- Ну как? - поинтересовалась Светлана, немного помолчав после последней строчки.
- Это он тебе написал? - глухо поинтересовался Максим.
- Ты что, ва-а-абще? Я бы уехала, если бы это он мне? Нет, я не его девушка. Я пока кошка - гуляю сама по себе.
- И лишь по весне с котом? - улыбнулся Максим.
- Бесчувственное животное! Сейчас и шутить? Когда он…
- Но ты же сейчас едешь греть эээ ну… все места, «когда он».
- Я не могла его спасти. Ты - можешь! Поехали. Вот, как раз табличка. Сейчас сколько? А вот - когда в обратном направлении. Не получается. Или… Ну, подождём. Поехали, а?
- А предки?
- А…, - махнула девушка рукой, - они поймут. Мама всё отцу разъяснит. Да и, как я поняла, не до меня им будет там, а? Пойдём.

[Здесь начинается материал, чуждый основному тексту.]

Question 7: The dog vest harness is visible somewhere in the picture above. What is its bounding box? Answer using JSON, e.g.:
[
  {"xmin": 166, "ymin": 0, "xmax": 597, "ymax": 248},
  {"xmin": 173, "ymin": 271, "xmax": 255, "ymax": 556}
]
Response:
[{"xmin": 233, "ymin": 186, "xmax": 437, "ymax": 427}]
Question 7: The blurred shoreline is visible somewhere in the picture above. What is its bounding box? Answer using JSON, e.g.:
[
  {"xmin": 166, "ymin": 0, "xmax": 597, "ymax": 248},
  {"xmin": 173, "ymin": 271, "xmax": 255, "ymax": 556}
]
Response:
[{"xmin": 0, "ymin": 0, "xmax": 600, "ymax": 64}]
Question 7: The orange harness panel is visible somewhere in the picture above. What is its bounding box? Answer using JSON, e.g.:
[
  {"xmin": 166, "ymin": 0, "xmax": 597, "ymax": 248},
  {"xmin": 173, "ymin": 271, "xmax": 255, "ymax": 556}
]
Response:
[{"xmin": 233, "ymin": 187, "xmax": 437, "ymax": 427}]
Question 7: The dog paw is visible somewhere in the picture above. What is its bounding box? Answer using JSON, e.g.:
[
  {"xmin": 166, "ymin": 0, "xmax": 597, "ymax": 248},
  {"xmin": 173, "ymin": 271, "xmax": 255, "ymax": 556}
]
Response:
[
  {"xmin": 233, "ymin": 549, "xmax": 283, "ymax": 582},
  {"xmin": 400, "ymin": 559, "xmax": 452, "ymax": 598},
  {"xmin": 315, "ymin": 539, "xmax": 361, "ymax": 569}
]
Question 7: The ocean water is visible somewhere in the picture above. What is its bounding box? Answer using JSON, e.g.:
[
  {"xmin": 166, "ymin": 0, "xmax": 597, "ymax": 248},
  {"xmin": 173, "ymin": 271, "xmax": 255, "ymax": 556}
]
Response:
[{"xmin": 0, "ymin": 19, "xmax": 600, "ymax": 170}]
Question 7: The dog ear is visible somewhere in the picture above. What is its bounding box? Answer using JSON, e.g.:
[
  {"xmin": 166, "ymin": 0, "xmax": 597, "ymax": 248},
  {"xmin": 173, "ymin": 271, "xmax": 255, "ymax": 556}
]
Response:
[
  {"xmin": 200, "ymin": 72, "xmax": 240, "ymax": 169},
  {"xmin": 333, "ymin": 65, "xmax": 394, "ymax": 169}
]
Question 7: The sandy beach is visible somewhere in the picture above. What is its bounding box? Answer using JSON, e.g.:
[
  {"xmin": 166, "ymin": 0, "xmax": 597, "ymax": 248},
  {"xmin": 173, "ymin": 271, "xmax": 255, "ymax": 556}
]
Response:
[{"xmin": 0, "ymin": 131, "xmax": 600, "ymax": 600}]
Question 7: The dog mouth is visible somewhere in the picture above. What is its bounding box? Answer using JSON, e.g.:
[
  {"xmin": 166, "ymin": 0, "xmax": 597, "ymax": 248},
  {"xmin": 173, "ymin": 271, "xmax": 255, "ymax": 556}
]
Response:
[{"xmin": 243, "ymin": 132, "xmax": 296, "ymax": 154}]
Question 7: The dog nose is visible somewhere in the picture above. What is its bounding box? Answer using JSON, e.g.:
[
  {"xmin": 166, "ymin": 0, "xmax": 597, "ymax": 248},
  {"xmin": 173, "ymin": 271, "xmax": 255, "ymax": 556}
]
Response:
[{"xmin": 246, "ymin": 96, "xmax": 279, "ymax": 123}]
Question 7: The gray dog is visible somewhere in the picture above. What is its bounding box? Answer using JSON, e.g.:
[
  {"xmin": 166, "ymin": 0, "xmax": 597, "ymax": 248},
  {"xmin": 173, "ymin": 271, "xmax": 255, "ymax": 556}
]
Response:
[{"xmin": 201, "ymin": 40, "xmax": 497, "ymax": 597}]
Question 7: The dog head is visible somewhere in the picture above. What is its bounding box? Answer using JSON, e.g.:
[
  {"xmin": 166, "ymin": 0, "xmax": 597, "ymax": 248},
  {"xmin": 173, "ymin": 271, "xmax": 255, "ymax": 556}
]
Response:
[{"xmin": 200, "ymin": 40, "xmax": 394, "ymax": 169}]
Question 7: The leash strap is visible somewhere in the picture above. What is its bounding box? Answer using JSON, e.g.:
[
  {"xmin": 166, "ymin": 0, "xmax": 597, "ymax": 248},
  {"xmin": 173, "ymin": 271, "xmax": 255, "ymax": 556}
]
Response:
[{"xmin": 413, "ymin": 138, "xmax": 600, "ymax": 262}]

Девушка влетела в купе и начала вытягивать свой чемоданчик.
- Мы выходим и едем назад, ма! - объяснила она свои действия.
- Но ведь… подожди… Да ты с ума сошла! - проняло, наконец, «ма». - Что за блажь! И вы тоже, взрослый уже человек…
- Но ма, я не знаю, о чём ты… Надо же Колю спасать! Николя - поэта. Ну ты же знаешь! А он - кивнула девушка на взрослого человека - он может.
- Вот оно что… А я и не вспомнила…
- Но он же мой одноклассник, а не твой.
- Я бы тоже подумала. Со временем… Хорошо… Вот ключи от квартиры… Вот - от машины… Мало ли… Возьми на расходы. На двоих то нам меньше понадобиться… А вы, молодой человек… Вы и вправду сможете? Тогда удачи. И присматривайте тем за моей взбаламошницей.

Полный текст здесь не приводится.